Formats a time and date according to the format string provided in the first parameter and the current locale. If the second parameter is not specified, the current time and date is used. The following characters are recognized in the format string:

 

%a

 

Name of the day of the week as a three-letter abbreviation; e.g., "Mon"

 

%A

 

Name of the day of the week; e.g., "Monday"

 

%b

 

Name of the month as a three-letter abbreviation; e.g., "Aug"

 

%B

 

Name of the month; e.g., "August"

 

%c

 

Date and time in the preferred format for the current locale

 

%C

 

The last two digits of the century

 

%d

 

Day of the month as two digits, including a leading zero if necessary; e.g., "01" through "31"

 

%D

 

Same as %m/%d/%y

 

%e

 

Day of the month as two digits, including a leading space if necessary; e.g., "1" through "31"

 

%h

 

Same as %b

 

%H

 

Hour in 24-hour format, including a leading zero if necessary; e.g., "00" through "23"

 

%I

 

Hour in 12-hour format; e.g., "1" through "12"

 

%j

 

Day of the year, including leading zeros as necessary; e.g., "001" through "366"

 

%m

 

Month, including a leading zero if necessary; e.g., "01" through "12"

 

%M

 

Minutes

 

%n

 

The newline character (\n)

 

%p

 

"am" or "pm"

 

%r

 

Same as %I:%M:%S %p

 

%R

 

Same as %H:%M:%S

 

%S

 

Seconds

 

%t

 

The tab character (\t)

 

%T

 

Same as %H:%M:%S

 

%u

 

Numeric day of the week, starting with "1" for Monday

 

%U

 

Numeric week of the year, starting with the first Sunday

 

%V

 

ISO 8601:1998 numeric week of the year—week 1 starts on the Monday of the first week that has at least four days

 

%W

 

Numeric week of the year, starting with the first Monday

 

%w

 

Numeric day of the week, starting with "0" for Sunday

 

%x

 

The preferred date format for the current locale

 

%X

 

The preferred time format for the current locale

 

%y

 

Year with two digits; e.g., "98"

 

%Y

 

Year with four digits; e.g., "1998"

 

%Z

 

Time zone or name or abbreviation

 

%%

 

The percent sign (%)

strnatcasecmp

int strnatcasecmp(string one, string two)

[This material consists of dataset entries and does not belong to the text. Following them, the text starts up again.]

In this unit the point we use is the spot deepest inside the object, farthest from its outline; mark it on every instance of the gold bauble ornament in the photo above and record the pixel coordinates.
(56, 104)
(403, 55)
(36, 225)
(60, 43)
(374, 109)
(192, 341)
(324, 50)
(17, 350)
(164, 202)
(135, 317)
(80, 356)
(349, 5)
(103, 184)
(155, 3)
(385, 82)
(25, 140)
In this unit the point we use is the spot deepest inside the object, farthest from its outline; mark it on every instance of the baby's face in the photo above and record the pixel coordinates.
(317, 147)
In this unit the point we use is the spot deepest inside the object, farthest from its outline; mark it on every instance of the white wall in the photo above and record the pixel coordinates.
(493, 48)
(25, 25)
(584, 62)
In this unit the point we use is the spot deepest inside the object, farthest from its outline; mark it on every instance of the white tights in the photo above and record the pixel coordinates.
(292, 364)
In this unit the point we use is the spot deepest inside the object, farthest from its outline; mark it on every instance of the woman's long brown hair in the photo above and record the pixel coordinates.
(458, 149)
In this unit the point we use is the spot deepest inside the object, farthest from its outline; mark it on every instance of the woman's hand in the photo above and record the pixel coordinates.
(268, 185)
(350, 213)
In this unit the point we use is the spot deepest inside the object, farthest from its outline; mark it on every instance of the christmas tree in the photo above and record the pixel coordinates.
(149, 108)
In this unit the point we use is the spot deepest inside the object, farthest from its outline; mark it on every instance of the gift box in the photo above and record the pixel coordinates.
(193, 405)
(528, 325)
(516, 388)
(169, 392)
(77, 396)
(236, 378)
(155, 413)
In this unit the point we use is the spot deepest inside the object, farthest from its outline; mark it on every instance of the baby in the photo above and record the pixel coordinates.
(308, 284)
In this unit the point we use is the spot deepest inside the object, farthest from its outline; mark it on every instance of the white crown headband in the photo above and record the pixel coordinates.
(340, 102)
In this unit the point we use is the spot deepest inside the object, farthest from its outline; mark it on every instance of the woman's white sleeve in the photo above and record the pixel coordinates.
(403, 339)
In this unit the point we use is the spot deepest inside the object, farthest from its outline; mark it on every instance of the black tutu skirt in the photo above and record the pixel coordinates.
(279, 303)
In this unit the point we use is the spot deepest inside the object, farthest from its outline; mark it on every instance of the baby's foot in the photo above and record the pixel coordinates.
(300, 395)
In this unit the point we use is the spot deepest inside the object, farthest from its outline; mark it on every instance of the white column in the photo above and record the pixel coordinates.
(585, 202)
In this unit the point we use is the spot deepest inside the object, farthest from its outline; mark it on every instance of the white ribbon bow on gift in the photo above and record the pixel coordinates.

Compares two strings; returns a number less than 0 if one is less than two, 0 if the two strings are equal, and a number greater than 0 if one is greater than two. The comparison is case-insensitive—that is, "Alphabet" and "alphabet" are not considered equal. The function uses a "natural order" algorithm—numbers in the strings are compared more naturally than computers normally do. For example, the values "1", "10", and "2" are sorted in that order by strcmp( ), but strnatcmp( ) orders them "1", "2", and "10". This function is a case-insensitive version of strnatcmp( ).

strtotime

int strtotime(string time[, int timestamp])

Converts an English description of a time and date into a Unix timestamp value. Optionally, a timestamp can be given that the function uses as the "now" value; if not, the current date and time is used.

The descriptive string can be in a number of formats. For example, all of the following will work:

echo strtotime("now");
echo strtotime("+1 week");
echo strtotime("-1 week 2 days 4 seconds");
echo strtotime("2 January 1972");
urldecode

string urldecode(string url)

Returns a string created from decoding the URI-encoded url. Sequences of characters beginning with a % followed by a hexadecimal number are replaced with the literal the sequence represents. See rawurldecode, which this function differs from in only in that it decodes plus signs (+) as spaces.